Rita Lee

 

Leila e seu sorriso de coelhinha me fizeram sentir a própria Alice no país das maravilhas. A primeira vez que nos cruzamos foi nos corredores da antiga Globo, ela gravava cenas internas da novela O sheik de Agadir e eu ensaiava Ando meio desligado, com os Mutantes, para o FIC (Festival Internacional da Canção). Passou por mim vestida de noiva dando uma piscada marota, dei meia volta no ato e segui a apressada coelhinha até o estúdio, onde descolei um canto para assistir a gravação. Era uma cena dramática: a noiva infeliz estava prestes a se casar com um homem que não amava, pois seu coração pertencia ao Sheik. Leila foi brilhante e sua performance recebeu aplausos gerais. Quando todos já haviam saído do estúdio ela fez um sinal para eu me aproximar. Estava com o rosto sério, ainda carregando a tristeza de sua personagem. De repente, puxou o vestido até a canela e com uma gargalhada gostosa me mostrou um par de tênis vagabundo, por baixo do figurino luxuoso. A coelhinha era mesmo sapeca e aquela sua demonstração de cumplicidade me deu confiança para enfrentar o abaixo-assinado que rolava nos bastidores do festival para expulsar os Mutantes.
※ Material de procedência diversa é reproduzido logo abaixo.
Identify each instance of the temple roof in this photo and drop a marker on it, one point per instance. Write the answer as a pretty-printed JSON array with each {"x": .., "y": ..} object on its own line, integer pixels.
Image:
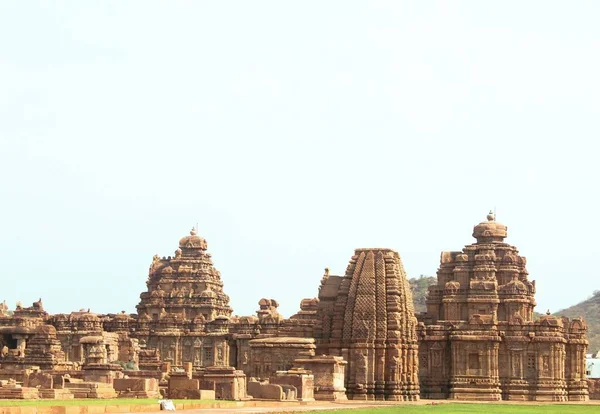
[{"x": 490, "y": 231}]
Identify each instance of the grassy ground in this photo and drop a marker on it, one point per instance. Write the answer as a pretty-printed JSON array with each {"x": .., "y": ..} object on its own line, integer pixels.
[
  {"x": 90, "y": 401},
  {"x": 476, "y": 409}
]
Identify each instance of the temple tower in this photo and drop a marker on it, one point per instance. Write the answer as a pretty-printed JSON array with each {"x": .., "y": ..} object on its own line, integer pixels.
[
  {"x": 184, "y": 287},
  {"x": 367, "y": 317},
  {"x": 479, "y": 340}
]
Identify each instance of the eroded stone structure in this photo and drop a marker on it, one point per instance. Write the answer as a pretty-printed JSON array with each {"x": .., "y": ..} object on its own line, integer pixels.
[
  {"x": 479, "y": 339},
  {"x": 367, "y": 317},
  {"x": 359, "y": 337}
]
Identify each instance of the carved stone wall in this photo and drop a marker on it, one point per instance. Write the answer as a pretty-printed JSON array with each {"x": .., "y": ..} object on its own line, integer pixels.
[{"x": 478, "y": 339}]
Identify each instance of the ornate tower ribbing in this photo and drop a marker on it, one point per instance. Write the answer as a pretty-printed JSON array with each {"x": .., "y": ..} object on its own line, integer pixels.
[{"x": 367, "y": 317}]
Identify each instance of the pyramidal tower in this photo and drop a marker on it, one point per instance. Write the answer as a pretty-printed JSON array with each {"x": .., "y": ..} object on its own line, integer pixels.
[
  {"x": 186, "y": 286},
  {"x": 367, "y": 317}
]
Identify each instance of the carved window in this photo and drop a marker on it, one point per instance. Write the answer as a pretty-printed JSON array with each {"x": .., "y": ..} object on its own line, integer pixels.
[
  {"x": 531, "y": 361},
  {"x": 208, "y": 356},
  {"x": 474, "y": 361}
]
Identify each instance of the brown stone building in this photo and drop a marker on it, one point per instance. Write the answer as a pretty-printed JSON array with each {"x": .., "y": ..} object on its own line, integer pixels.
[{"x": 479, "y": 339}]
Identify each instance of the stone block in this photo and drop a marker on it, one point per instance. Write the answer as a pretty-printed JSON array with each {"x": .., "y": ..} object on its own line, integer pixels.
[
  {"x": 135, "y": 384},
  {"x": 39, "y": 379},
  {"x": 207, "y": 395},
  {"x": 264, "y": 391},
  {"x": 183, "y": 384}
]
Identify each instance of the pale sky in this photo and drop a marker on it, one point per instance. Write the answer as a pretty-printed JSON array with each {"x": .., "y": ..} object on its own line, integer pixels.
[{"x": 292, "y": 133}]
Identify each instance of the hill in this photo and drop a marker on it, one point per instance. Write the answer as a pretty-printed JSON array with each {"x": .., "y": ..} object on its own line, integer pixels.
[
  {"x": 418, "y": 286},
  {"x": 589, "y": 309}
]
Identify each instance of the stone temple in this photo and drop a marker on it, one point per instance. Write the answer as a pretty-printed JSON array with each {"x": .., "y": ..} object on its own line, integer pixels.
[
  {"x": 479, "y": 339},
  {"x": 359, "y": 338}
]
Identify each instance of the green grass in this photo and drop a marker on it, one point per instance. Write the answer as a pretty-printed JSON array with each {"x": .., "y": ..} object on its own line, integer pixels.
[
  {"x": 91, "y": 401},
  {"x": 474, "y": 408}
]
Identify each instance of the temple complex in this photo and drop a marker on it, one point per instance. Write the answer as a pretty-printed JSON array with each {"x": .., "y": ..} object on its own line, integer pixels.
[
  {"x": 358, "y": 338},
  {"x": 478, "y": 339}
]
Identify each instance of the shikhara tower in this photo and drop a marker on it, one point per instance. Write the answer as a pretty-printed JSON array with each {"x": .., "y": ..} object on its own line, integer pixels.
[{"x": 479, "y": 339}]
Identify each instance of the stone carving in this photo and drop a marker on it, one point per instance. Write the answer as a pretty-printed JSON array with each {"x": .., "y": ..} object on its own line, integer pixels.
[
  {"x": 372, "y": 304},
  {"x": 480, "y": 314}
]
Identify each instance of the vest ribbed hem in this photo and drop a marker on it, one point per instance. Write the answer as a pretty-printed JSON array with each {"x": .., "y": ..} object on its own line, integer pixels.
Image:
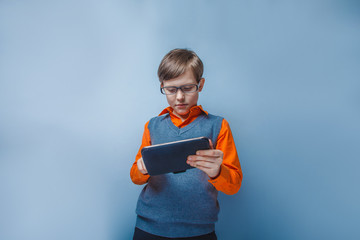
[{"x": 173, "y": 230}]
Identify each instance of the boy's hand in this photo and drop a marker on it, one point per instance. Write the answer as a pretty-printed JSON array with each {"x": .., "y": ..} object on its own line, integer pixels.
[
  {"x": 208, "y": 161},
  {"x": 141, "y": 166}
]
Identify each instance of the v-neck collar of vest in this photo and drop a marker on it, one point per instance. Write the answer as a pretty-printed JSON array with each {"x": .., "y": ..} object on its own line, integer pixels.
[{"x": 180, "y": 131}]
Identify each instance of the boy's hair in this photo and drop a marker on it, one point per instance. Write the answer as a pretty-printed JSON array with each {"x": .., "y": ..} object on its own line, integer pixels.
[{"x": 177, "y": 61}]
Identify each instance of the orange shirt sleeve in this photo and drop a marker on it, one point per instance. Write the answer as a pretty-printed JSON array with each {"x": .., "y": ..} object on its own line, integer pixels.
[
  {"x": 136, "y": 176},
  {"x": 230, "y": 177}
]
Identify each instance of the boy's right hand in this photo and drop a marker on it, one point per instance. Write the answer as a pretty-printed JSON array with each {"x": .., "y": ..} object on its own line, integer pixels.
[{"x": 141, "y": 166}]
Augusto Marzagão, o diretor do festival, sabia que a presença irreverente do grupo só iria enriquecer o espetáculo, mas por outro lado o descontentamento dos "indignados de plantão" era real, mesmo assim empurrou a crise com a barriga, dando-me carta branca para explorar o guarda-roupa da casa e escolher as fantasias que quisesse para nós três.

A última vez que cruzei com Leila foi na sala de maquiagem, éramos então "velhas amigas". Volta e meia eu fugia dos ensaios e ia bicar as cenas dela ,para depois darmos umas risadas juntas. Enquanto aprendia a manusear o delineador, aluguei os ouvidos dela e contei sobre o barraco que estava rolando, da minha insegurança, o desprezo de alguns participantes, o clima tenso, etc. No fim, perguntei na maior cara-de-pau se eu poderia usar o tal vestido de noiva no palco do Maracanãzinho, com tênis e tudo. "Claro que sim, e garanto que vai lhe dar a maior sorte!. Além do que, a novela já está no finzinho, não tenho mais cenas com aquele vestido, provavelmente vão desmontá-lo para aproveitar os tecidos e bordados... mas, peraí! seu pé é bem maior do que o meu, melhor trazer seu tênis, né?... Tenho certeza de que vai ser genial, vou estar torcendo por você!"

Para Arnaldo, escolhi uma fantasia de cavaleiro medieval, para Sergio uma de toureiro e para mim, é claro, o vestido de Leila. Os Mutantes arrasaram e se classificaram para a finalíssima. Tornei a vestir a noiva, mas desta vez adicionei uma baita barriga de grávida, o que gerou ainda mais protestos internos. Fiquei de devolver os figurinos para a Globo no final da apresentação, mas "dei uma de migué" e entreguei só as fantasias dos meninos. Dia seguinte eu já estava em Sampa e o vestido de noiva passou a morar definitivamente no meu guarda-roupa.

Quando soube que o avião de Leila explodiu no ar, pensei: “Diniz” rima com “feliz”, pena que aquela coelhinha passou tão apressada pela vida da minha Alice, pensando bem, a moral da história de todas as grandes artistas não poderia ser outra: Lugar de estrela é no céu!